Director: Michael Curtiz

A cannibalistic murderer is on the loose, and conveniently several members of the titular Dr. Xavier’s medical academy have a history of consuming flesh. Ridiculous and overlong even at 76 minutes, Doctor X nonetheless provides pleasures as a cult film, in addition to serving as a showcase for famed makeup artist Max Factor and set designer Anton Grot. Moreover, it stars the wise-cracking Lee Tracy, whose charisma as a performer more than compensates for the corny gags he’s given (though a sequence in which he riffs with a prop skeleton does provide genuine laughs).
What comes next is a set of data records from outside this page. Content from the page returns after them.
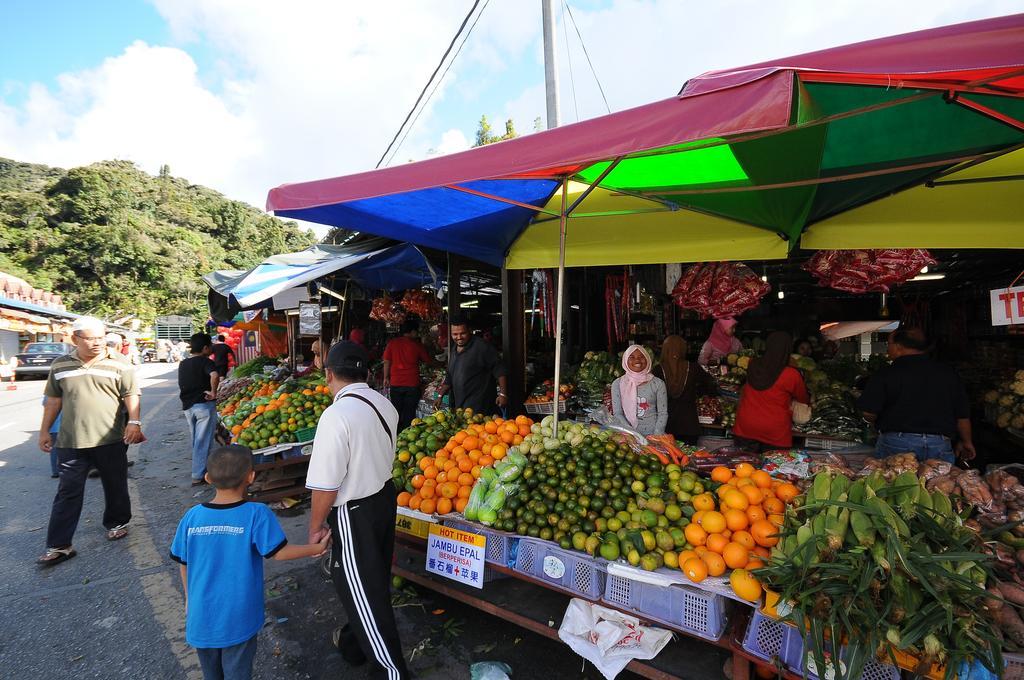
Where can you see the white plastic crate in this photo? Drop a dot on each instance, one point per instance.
(574, 572)
(693, 610)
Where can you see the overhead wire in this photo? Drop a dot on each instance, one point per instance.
(439, 80)
(587, 54)
(426, 86)
(568, 54)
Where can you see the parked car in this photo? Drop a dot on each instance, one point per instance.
(36, 358)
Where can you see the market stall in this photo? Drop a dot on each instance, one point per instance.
(271, 400)
(904, 142)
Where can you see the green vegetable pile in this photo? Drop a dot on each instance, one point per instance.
(597, 371)
(252, 367)
(876, 564)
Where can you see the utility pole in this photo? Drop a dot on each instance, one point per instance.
(550, 64)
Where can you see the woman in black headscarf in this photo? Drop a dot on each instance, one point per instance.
(684, 381)
(764, 417)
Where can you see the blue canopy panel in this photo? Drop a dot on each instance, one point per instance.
(395, 269)
(443, 218)
(269, 278)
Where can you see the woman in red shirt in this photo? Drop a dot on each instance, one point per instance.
(764, 418)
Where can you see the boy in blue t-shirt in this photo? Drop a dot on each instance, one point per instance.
(220, 546)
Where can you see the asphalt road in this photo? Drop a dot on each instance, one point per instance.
(116, 610)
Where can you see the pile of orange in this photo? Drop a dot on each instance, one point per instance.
(446, 478)
(735, 529)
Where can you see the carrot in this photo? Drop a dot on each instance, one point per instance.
(1012, 593)
(1012, 625)
(669, 442)
(654, 452)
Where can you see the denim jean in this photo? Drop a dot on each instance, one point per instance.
(202, 426)
(925, 447)
(235, 663)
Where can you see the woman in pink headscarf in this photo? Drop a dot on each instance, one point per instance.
(639, 400)
(722, 342)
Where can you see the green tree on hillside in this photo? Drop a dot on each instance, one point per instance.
(115, 241)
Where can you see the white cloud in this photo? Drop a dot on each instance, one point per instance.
(316, 88)
(145, 105)
(453, 140)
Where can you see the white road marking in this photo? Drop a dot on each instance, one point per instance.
(165, 600)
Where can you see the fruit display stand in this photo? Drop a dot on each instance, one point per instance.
(281, 472)
(538, 605)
The picture was one of the last that was made using the two-color Technicolor process, which produces mainly orange and green hues. In a key transformation sequence, color is useful to enhance the grotesque imagery, but elsewhere it is largely expendable – the shadows necessary to contribute to the mood of a horrific setting are at odds with the full potential of color cinematography. Creaky as the film is in its early goings as it introduces a series of suitably creepy suspects, it begins to produce genuine suspense when Xavier utilizes his preposterously convoluted method of finding the suspect.